Chief of Russia’s Land Force missile and artillery troops said that service time of Russia’s Iskander-M mobile ballistic missile system is expected to be extended into 2030 after upgrades.
The service time of Russia’s Iskander-M mobile ballistic missile system is expected to be extended into 2030 after upgrades, the chief of Russia’s Land Force missile and artillery troops, Maj. Gen. Mikhail Matveevsky, said Friday.

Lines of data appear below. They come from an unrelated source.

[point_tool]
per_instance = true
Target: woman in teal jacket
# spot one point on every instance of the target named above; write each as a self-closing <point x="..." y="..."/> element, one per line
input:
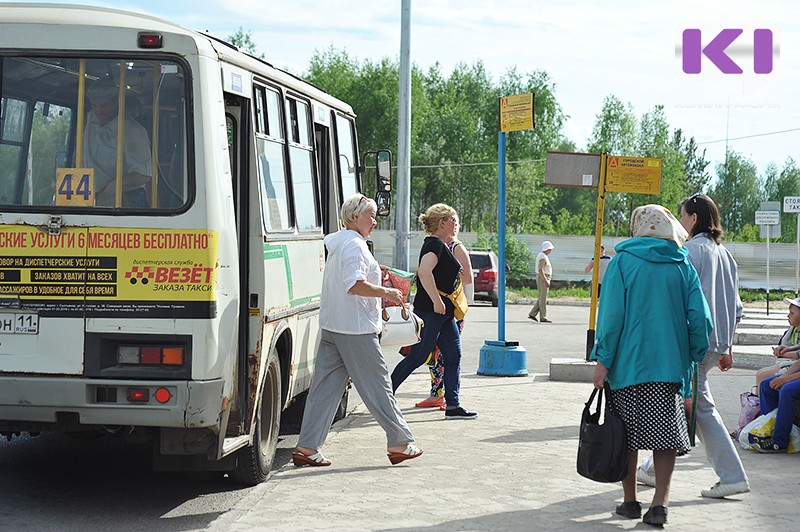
<point x="653" y="323"/>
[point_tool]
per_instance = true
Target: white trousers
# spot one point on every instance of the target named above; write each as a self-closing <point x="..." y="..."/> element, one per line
<point x="719" y="446"/>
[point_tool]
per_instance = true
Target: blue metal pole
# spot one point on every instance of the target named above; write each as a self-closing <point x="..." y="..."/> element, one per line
<point x="501" y="235"/>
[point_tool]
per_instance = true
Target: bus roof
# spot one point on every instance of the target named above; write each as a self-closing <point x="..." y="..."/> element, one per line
<point x="82" y="15"/>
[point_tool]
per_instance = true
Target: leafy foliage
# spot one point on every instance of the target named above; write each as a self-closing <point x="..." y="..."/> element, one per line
<point x="454" y="149"/>
<point x="518" y="256"/>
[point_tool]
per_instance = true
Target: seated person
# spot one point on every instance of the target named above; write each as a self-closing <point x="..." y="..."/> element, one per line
<point x="789" y="348"/>
<point x="100" y="150"/>
<point x="781" y="392"/>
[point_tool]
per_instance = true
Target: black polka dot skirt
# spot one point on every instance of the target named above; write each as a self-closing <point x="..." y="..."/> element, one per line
<point x="654" y="416"/>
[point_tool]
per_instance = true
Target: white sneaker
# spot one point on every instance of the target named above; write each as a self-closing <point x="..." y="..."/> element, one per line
<point x="719" y="490"/>
<point x="646" y="479"/>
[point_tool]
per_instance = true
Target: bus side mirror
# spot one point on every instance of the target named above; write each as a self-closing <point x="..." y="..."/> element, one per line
<point x="383" y="177"/>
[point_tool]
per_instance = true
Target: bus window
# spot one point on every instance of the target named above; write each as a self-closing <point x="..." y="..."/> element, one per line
<point x="347" y="155"/>
<point x="49" y="136"/>
<point x="50" y="171"/>
<point x="271" y="161"/>
<point x="301" y="156"/>
<point x="14" y="115"/>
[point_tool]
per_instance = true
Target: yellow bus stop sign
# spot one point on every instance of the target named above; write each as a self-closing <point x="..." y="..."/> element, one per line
<point x="638" y="175"/>
<point x="516" y="112"/>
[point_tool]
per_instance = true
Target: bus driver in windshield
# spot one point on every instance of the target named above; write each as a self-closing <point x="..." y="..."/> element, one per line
<point x="100" y="150"/>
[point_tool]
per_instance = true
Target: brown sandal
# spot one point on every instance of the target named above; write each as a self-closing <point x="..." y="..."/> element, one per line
<point x="313" y="460"/>
<point x="411" y="451"/>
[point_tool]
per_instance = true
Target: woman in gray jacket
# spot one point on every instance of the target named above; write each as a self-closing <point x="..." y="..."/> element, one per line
<point x="720" y="281"/>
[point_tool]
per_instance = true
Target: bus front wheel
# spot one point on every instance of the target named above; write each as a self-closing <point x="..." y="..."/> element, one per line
<point x="255" y="462"/>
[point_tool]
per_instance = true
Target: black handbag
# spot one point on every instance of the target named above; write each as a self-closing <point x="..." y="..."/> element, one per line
<point x="602" y="449"/>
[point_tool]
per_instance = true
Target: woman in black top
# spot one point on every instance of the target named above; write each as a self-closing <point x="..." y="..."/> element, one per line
<point x="438" y="270"/>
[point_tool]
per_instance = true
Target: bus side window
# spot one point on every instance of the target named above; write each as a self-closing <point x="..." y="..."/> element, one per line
<point x="347" y="155"/>
<point x="301" y="156"/>
<point x="270" y="145"/>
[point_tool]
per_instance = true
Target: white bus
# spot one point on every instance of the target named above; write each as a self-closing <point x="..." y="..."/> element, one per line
<point x="163" y="199"/>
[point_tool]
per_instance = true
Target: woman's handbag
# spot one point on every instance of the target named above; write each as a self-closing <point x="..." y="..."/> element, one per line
<point x="401" y="327"/>
<point x="602" y="449"/>
<point x="459" y="300"/>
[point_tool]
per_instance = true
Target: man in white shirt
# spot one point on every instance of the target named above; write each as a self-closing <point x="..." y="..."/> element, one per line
<point x="544" y="274"/>
<point x="100" y="150"/>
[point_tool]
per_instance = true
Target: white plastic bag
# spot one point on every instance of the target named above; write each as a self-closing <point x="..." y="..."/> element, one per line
<point x="401" y="327"/>
<point x="761" y="428"/>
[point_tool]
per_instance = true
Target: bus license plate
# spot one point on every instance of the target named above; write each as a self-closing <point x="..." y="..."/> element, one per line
<point x="19" y="323"/>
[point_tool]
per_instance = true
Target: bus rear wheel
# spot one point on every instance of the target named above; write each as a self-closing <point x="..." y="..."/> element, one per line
<point x="255" y="462"/>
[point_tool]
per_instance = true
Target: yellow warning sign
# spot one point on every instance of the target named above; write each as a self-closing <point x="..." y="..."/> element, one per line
<point x="516" y="112"/>
<point x="637" y="175"/>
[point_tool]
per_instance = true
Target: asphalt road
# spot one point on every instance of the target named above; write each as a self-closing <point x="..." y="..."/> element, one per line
<point x="53" y="482"/>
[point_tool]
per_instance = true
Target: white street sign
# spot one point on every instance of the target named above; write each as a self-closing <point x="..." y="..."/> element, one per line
<point x="791" y="204"/>
<point x="768" y="217"/>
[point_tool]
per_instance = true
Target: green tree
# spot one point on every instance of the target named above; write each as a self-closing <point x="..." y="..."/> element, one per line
<point x="244" y="40"/>
<point x="777" y="185"/>
<point x="737" y="193"/>
<point x="654" y="141"/>
<point x="615" y="133"/>
<point x="518" y="256"/>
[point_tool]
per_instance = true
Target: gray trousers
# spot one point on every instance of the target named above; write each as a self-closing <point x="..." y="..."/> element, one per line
<point x="720" y="450"/>
<point x="358" y="357"/>
<point x="540" y="306"/>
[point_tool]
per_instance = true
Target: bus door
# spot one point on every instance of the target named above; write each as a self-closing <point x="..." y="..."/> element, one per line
<point x="237" y="84"/>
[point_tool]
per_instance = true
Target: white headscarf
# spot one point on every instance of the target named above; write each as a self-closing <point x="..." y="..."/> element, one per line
<point x="658" y="222"/>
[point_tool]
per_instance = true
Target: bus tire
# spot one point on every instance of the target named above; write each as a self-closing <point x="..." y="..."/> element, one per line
<point x="255" y="462"/>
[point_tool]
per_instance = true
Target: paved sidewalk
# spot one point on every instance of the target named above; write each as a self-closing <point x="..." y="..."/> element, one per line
<point x="511" y="469"/>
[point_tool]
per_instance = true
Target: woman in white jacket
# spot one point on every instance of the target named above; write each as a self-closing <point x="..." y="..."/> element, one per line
<point x="720" y="282"/>
<point x="350" y="320"/>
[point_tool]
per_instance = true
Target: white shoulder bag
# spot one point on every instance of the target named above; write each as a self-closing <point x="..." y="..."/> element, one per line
<point x="401" y="327"/>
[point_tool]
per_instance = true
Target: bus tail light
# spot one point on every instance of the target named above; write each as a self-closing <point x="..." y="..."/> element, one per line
<point x="138" y="395"/>
<point x="163" y="395"/>
<point x="150" y="40"/>
<point x="151" y="355"/>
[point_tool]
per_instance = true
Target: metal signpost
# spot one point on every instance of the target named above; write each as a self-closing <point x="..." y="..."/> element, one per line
<point x="500" y="357"/>
<point x="768" y="217"/>
<point x="634" y="175"/>
<point x="791" y="204"/>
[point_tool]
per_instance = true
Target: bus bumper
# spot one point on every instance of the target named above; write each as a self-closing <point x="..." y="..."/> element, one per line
<point x="61" y="403"/>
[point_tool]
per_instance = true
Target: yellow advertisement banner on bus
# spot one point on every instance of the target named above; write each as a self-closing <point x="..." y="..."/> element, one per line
<point x="105" y="272"/>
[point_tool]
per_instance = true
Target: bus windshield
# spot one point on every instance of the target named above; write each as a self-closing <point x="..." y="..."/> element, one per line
<point x="81" y="133"/>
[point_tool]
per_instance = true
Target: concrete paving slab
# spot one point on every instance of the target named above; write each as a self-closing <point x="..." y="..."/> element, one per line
<point x="511" y="469"/>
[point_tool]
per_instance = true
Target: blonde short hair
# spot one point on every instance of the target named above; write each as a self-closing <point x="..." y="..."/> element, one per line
<point x="433" y="217"/>
<point x="356" y="205"/>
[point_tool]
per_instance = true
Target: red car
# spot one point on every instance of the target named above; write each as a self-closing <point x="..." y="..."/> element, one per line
<point x="484" y="271"/>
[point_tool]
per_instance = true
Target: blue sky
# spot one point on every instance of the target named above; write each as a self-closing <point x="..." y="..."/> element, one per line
<point x="590" y="50"/>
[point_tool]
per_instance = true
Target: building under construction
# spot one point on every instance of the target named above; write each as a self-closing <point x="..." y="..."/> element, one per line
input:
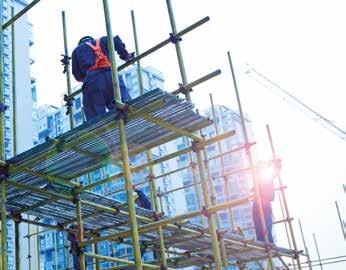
<point x="43" y="181"/>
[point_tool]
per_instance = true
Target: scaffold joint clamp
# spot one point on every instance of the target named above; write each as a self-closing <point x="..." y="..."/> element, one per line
<point x="174" y="39"/>
<point x="205" y="212"/>
<point x="4" y="172"/>
<point x="184" y="90"/>
<point x="68" y="103"/>
<point x="121" y="113"/>
<point x="3" y="107"/>
<point x="196" y="146"/>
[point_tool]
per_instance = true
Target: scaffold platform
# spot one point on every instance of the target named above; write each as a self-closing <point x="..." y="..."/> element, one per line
<point x="42" y="182"/>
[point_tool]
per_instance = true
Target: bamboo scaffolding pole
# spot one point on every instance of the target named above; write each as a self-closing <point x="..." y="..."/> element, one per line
<point x="154" y="162"/>
<point x="19" y="14"/>
<point x="68" y="73"/>
<point x="305" y="246"/>
<point x="317" y="251"/>
<point x="14" y="108"/>
<point x="29" y="244"/>
<point x="250" y="160"/>
<point x="17" y="244"/>
<point x="38" y="248"/>
<point x="85" y="137"/>
<point x="111" y="259"/>
<point x="340" y="219"/>
<point x="168" y="221"/>
<point x="284" y="199"/>
<point x="286" y="228"/>
<point x="2" y="154"/>
<point x="186" y="93"/>
<point x="230" y="211"/>
<point x="55" y="250"/>
<point x="213" y="203"/>
<point x="148" y="152"/>
<point x="156" y="47"/>
<point x="123" y="142"/>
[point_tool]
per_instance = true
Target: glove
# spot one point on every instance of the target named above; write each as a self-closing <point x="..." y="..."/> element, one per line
<point x="128" y="56"/>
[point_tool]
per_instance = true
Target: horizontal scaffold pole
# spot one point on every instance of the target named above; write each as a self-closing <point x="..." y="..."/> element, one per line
<point x="112" y="259"/>
<point x="90" y="135"/>
<point x="156" y="47"/>
<point x="164" y="222"/>
<point x="156" y="161"/>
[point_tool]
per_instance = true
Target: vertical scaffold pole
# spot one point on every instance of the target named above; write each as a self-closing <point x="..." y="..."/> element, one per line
<point x="317" y="251"/>
<point x="212" y="231"/>
<point x="16" y="244"/>
<point x="123" y="142"/>
<point x="221" y="161"/>
<point x="13" y="40"/>
<point x="3" y="181"/>
<point x="38" y="247"/>
<point x="187" y="96"/>
<point x="283" y="196"/>
<point x="251" y="164"/>
<point x="177" y="47"/>
<point x="153" y="192"/>
<point x="217" y="217"/>
<point x="68" y="74"/>
<point x="80" y="232"/>
<point x="305" y="246"/>
<point x="13" y="56"/>
<point x="29" y="243"/>
<point x="97" y="261"/>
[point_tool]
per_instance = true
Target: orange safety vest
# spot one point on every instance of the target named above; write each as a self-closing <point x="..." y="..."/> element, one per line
<point x="101" y="60"/>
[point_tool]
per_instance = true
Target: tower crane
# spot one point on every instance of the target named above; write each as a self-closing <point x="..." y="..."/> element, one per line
<point x="295" y="102"/>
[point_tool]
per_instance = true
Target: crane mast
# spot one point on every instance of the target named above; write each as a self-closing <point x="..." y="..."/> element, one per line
<point x="295" y="102"/>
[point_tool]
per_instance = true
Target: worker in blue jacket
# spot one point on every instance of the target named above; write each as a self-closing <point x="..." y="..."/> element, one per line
<point x="91" y="65"/>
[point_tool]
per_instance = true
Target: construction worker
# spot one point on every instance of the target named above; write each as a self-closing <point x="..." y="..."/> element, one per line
<point x="72" y="237"/>
<point x="91" y="65"/>
<point x="265" y="178"/>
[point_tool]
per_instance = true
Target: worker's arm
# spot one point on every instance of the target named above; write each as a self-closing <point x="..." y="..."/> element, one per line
<point x="76" y="70"/>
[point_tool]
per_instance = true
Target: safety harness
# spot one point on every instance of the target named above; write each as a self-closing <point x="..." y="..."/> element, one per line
<point x="101" y="60"/>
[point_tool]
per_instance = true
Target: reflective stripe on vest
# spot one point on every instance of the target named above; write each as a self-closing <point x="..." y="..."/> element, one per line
<point x="101" y="60"/>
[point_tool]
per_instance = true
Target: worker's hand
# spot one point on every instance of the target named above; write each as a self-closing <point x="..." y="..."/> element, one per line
<point x="128" y="56"/>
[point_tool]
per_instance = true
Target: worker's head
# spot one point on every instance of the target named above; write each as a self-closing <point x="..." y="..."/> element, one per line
<point x="85" y="39"/>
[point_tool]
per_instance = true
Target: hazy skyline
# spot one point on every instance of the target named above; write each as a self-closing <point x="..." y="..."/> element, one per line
<point x="299" y="44"/>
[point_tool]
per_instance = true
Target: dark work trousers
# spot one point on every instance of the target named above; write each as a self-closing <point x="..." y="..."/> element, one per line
<point x="267" y="211"/>
<point x="98" y="93"/>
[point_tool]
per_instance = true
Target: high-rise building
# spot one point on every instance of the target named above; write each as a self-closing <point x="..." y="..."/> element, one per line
<point x="23" y="103"/>
<point x="52" y="121"/>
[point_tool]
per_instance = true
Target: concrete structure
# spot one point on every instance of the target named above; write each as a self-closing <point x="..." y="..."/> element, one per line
<point x="52" y="121"/>
<point x="24" y="132"/>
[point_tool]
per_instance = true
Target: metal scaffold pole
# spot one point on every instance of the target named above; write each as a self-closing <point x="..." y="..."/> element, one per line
<point x="305" y="246"/>
<point x="284" y="199"/>
<point x="67" y="72"/>
<point x="3" y="174"/>
<point x="187" y="96"/>
<point x="231" y="218"/>
<point x="151" y="176"/>
<point x="216" y="250"/>
<point x="251" y="164"/>
<point x="217" y="217"/>
<point x="123" y="142"/>
<point x="317" y="251"/>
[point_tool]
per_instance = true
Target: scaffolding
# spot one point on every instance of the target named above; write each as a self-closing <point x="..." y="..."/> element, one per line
<point x="43" y="181"/>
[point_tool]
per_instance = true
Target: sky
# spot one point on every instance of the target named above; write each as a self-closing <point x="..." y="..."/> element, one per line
<point x="298" y="44"/>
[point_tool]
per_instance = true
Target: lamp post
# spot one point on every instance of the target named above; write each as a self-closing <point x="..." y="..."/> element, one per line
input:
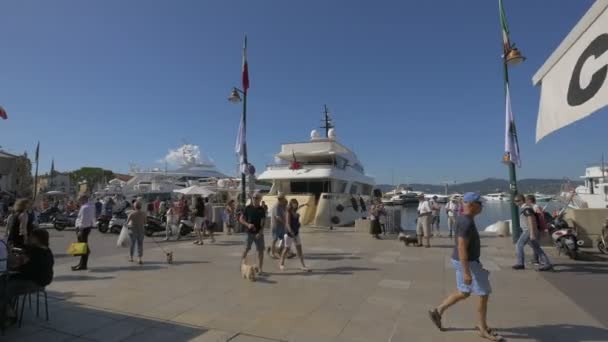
<point x="236" y="98"/>
<point x="511" y="57"/>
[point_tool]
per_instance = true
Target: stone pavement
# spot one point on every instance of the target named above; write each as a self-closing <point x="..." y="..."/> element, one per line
<point x="360" y="290"/>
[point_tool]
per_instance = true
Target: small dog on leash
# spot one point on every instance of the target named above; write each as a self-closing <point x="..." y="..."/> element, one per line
<point x="249" y="272"/>
<point x="408" y="239"/>
<point x="169" y="256"/>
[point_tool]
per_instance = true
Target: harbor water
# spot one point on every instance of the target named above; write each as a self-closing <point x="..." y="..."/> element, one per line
<point x="492" y="212"/>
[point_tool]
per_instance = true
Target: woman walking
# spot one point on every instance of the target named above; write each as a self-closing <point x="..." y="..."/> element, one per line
<point x="229" y="217"/>
<point x="198" y="215"/>
<point x="171" y="218"/>
<point x="137" y="223"/>
<point x="377" y="211"/>
<point x="207" y="222"/>
<point x="293" y="234"/>
<point x="21" y="225"/>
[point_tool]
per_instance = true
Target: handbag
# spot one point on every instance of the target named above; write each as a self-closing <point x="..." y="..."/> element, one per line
<point x="78" y="249"/>
<point x="124" y="240"/>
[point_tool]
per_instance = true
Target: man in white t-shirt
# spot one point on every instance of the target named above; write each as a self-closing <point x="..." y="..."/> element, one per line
<point x="423" y="224"/>
<point x="453" y="210"/>
<point x="3" y="256"/>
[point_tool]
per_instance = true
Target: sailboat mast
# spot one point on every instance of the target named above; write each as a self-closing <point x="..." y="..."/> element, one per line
<point x="327" y="121"/>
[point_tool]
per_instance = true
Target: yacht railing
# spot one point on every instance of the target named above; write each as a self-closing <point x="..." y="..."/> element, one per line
<point x="287" y="166"/>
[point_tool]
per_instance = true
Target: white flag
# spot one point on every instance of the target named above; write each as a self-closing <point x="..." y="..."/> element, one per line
<point x="511" y="143"/>
<point x="575" y="78"/>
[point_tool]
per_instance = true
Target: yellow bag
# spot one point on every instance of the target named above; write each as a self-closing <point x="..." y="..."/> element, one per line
<point x="77" y="248"/>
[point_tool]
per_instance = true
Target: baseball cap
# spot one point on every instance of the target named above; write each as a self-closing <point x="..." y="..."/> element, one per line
<point x="471" y="197"/>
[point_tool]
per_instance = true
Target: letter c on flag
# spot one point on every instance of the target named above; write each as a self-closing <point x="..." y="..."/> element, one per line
<point x="576" y="95"/>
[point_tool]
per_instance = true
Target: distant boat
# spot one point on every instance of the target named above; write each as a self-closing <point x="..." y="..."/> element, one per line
<point x="542" y="197"/>
<point x="496" y="197"/>
<point x="403" y="198"/>
<point x="440" y="198"/>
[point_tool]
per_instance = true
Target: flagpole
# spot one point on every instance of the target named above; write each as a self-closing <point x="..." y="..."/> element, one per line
<point x="36" y="181"/>
<point x="510" y="55"/>
<point x="243" y="176"/>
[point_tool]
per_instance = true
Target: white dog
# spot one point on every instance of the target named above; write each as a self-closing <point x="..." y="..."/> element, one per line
<point x="249" y="271"/>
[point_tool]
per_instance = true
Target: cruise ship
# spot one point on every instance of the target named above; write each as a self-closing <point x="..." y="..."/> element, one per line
<point x="325" y="177"/>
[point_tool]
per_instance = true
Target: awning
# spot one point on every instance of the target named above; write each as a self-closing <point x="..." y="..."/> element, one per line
<point x="575" y="77"/>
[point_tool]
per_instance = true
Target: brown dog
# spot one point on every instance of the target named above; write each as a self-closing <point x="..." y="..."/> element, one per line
<point x="169" y="256"/>
<point x="408" y="239"/>
<point x="249" y="272"/>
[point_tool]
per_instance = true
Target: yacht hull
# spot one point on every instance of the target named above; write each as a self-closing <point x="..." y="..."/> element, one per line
<point x="330" y="210"/>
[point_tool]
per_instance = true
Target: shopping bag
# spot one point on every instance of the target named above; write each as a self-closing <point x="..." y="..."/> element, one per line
<point x="77" y="249"/>
<point x="124" y="240"/>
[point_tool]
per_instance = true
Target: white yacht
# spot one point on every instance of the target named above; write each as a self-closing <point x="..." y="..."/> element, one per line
<point x="440" y="198"/>
<point x="325" y="177"/>
<point x="594" y="193"/>
<point x="496" y="197"/>
<point x="159" y="182"/>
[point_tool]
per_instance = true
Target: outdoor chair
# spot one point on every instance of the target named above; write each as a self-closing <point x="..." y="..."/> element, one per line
<point x="26" y="293"/>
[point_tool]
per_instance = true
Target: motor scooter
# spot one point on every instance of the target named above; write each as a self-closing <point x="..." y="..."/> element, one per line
<point x="118" y="220"/>
<point x="602" y="240"/>
<point x="185" y="226"/>
<point x="564" y="237"/>
<point x="103" y="223"/>
<point x="64" y="220"/>
<point x="153" y="225"/>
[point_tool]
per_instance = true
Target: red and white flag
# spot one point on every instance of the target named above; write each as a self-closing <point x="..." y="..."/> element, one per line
<point x="245" y="68"/>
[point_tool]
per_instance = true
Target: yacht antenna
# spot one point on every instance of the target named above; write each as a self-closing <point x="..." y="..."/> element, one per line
<point x="603" y="168"/>
<point x="327" y="121"/>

“Russia’s defense industry enterprises are at present working on the modernization of the [Iskander-M] complex in order to increase its combat and operational characteristics,” Matveevsky said. The Iskander-M (NATO reporting name SS-26 Stone) is designed to destroy a wide variety of ground targets at a range of up to 310 miles. It entered into service in 2006 with a 10-year assigned life. Matveevsky stressed that the system’s large modernization potential “will maintain it at the current state not inferior to foreign models until 2030.” The Russian Land Force’s missile and artillery troops will be fully reequiped with Iskander-M mobile missile systems by 2020, Maj. Gen. Mikhail Matveevsky, said Friday. Matveevsky said all of Russia’s Central, Southern and Eastern Military District formations have been revamped to accommodate the Iskander-Ms. “By 2020, we will completely finish upgrading all existing formations to the Iskander-M missile complex,” he stressed, referring to the Western Military District. The 9K720 Iskander-M (SS-26 Stone) is a Russian mobile short-range ballistic missile system, which entered service in 2006 to replace the OTR-23 Oka missile system. Iskander missiles are nuclear-capable and can engage a wide range of targets, from enemy military hardware to underground command centers. The Iskander is characterized by high mobility and maneuverability, as it takes just 20 minutes to place the system in operational readiness.